Q 大企業にない柔軟性をフックにするといい人が集まってくるということですか?

中里 先日も浜野と話したのですが、エンジニアの気質が昔と変わってきています。10年前は大企業で安定して働きたい方が多かったですし、周囲もそれを望んでいました。

いまの20代の若いエンジニアの方は、インターネットやSNS、ネットワーキングなどで外部の情報も容易に入ってきます。その上で自分がどう気持ち良く、ストレス少なく働く事ができるか、などの環境面を重視されています。

また、優秀なAI系やソフトウェアエンジニアの方は、そもそも1社で終わろうとは思っている方は少ないです。そういう社会になっているという認識も必要です。日々刻々と新しいテクノロジーが世界中で開発され、ご自身が勤めていらっしゃる会社で興味のあることができるのか、成長できるのか、何を得られるかなどと、長く働くというより、そういう視点で見ている方が以前と比べてとても増えたように感じます。

■外国人の採用、メリットは大きいが「環境作り」が必須
Q 続きまして、外国の方を企業が採用するときには言語や文化の違いがあり、定着性や戦力化に不安を覚えることもあるかと思うのですが、外国籍の方を採用するメリットとデメリットなどを教えてください。

浜野 この領域で求められる需要に対し、対応できるエンジニアの方の数が世界的に見ても圧倒的に少ないです。ある分野の開発では日本国内にエンジニアがいないこともあります。外国人の採用はすべきです。メリットは確実にあります。

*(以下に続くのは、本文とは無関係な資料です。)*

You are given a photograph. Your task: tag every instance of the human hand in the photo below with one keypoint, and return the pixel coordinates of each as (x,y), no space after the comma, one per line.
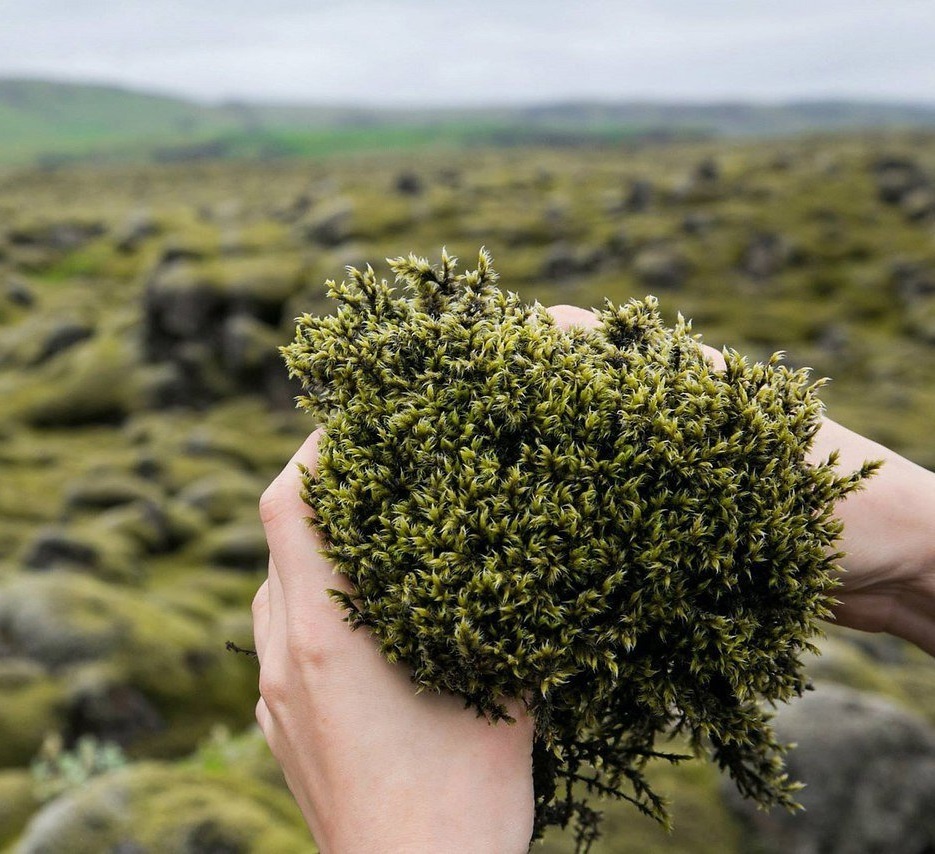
(373,765)
(889,527)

自動運転ラボ 実態ベースで言うと、日本企業はベンチャー企業を含めて、いま結構、外国人を採用してきているものなのですか?

中里 IT系の企業が外国からエンジニアを採用し、戦力化に成功しているケースが例として挙げられます。ただそういう企業さんは、基本的に社内公用語は英語、という前提があります。

そうではない日本の製造業の企業も海外人材を採用するためのさまざまな施策を行ってきています。しかし海外人材の方々は終身雇用の感覚が薄いので、企業によっては短期間で辞めて、次の企業からのオファーを受けてしまうケースも散見されます。

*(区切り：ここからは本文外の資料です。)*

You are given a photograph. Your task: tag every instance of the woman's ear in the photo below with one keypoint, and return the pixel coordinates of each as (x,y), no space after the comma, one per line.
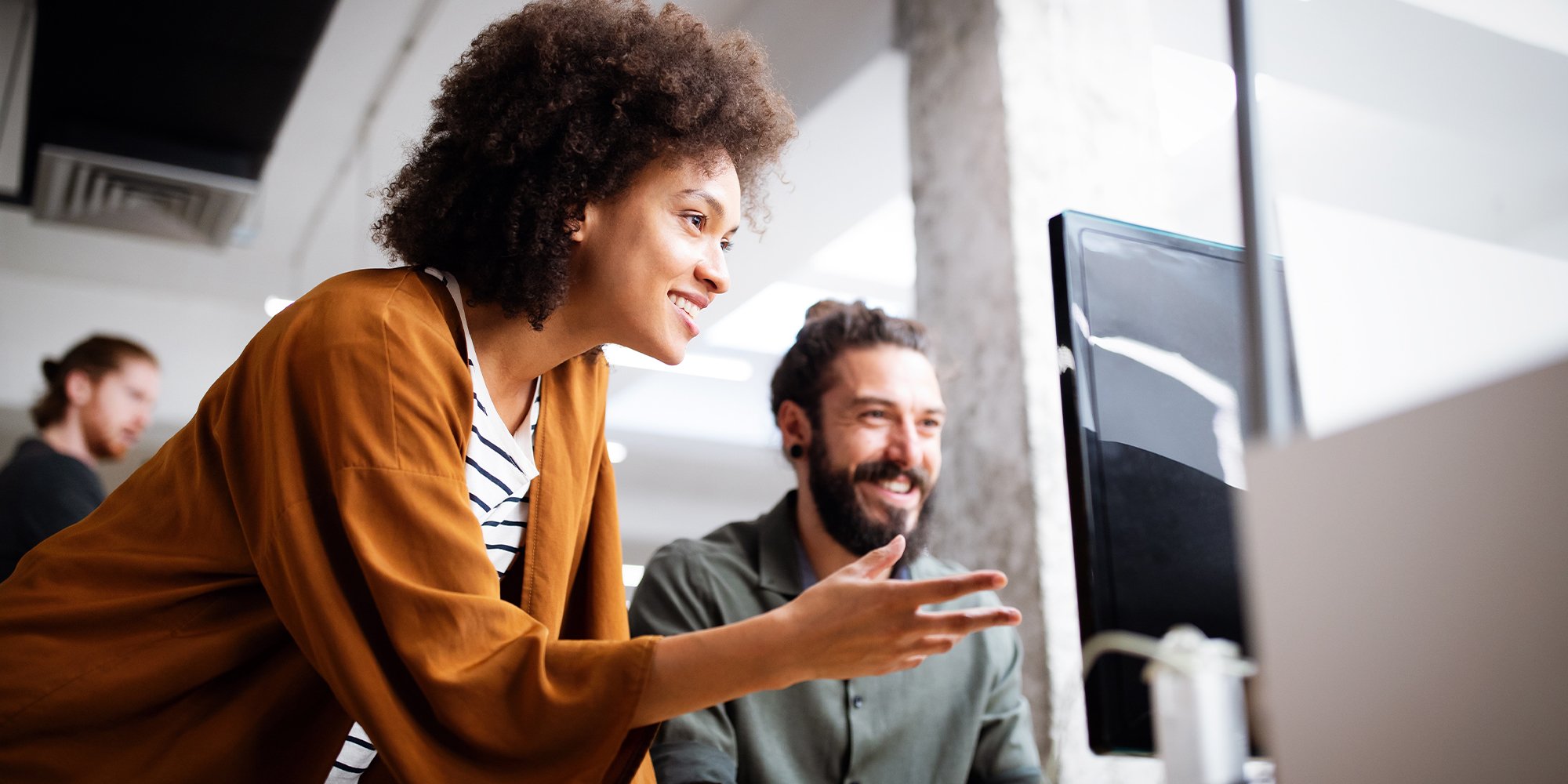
(579,225)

長く定着して頂いて戦力化できるかが課題です。成功体験が得られるプロジェクトや外国人が大切に思う社内コミュニケーションなども課題です。一方で、外国人の方が日本での就労をきっかけに日本での生活をいざ始めると「日本のことがより好きになった」という方が肌感覚ですがほとんどです。

浜野 日本では日本語で記載された紙の社内資料を使っている企業は多いですし、顧客から日本語での対応を求められることもが多いので、今でも「N2」(編注:日本語能力試験の5段階中で上から2番目)を採用の必須条件にしている企業もあります。

自動運転ラボ その時点で門戸をやっぱり閉じていますよね。

浜野 その通りですね。海外人材はコミュニケーション能力が高い方が多く、ハッキリと善し悪しを指摘しながらもグローバルなチームをまとめるなどは得手で、そういう部分では可なのですが、語学の面で門戸を閉じているという企業が多数あるのは現実です。ただ、少しずつですが変化している企業も出てきています。

中里 日本の自動車産業だと生産拠点の関係で日本全国津々浦々に展開しています。外国籍の方からすると、大都市圏で働くのは良いのだけれども、郊外の拠点に行くのは遠慮したいという方もいます。

東京が苦手という方も中にはいらっしゃいます。 でもやっぱり大都市圏で働きたいですよね。週末に色々なイベントや母国テイストのレストランや文化がある空間に行きやすいとか、同じ母国のご出身の方と手軽に会えた方が日本での生活が充実するという考え方を持った方もいらっしゃいます。

浜野 働く環境や職務内容に関連する事例としては、ビッグデータの開発担当をさせてもらえるということで転職したのに、現実はその開発に際して5%未満の情報しか扱わせてくれず、「話が違う」というので1年後には別の企業へ転職された、といったケースがありました。

そのほか、社内OSが驚くほど古すぎる、業務簡素化でリリースされている社外の製品を使用せずに内製化したものを改善改善で使っている、などという転職理由もあります。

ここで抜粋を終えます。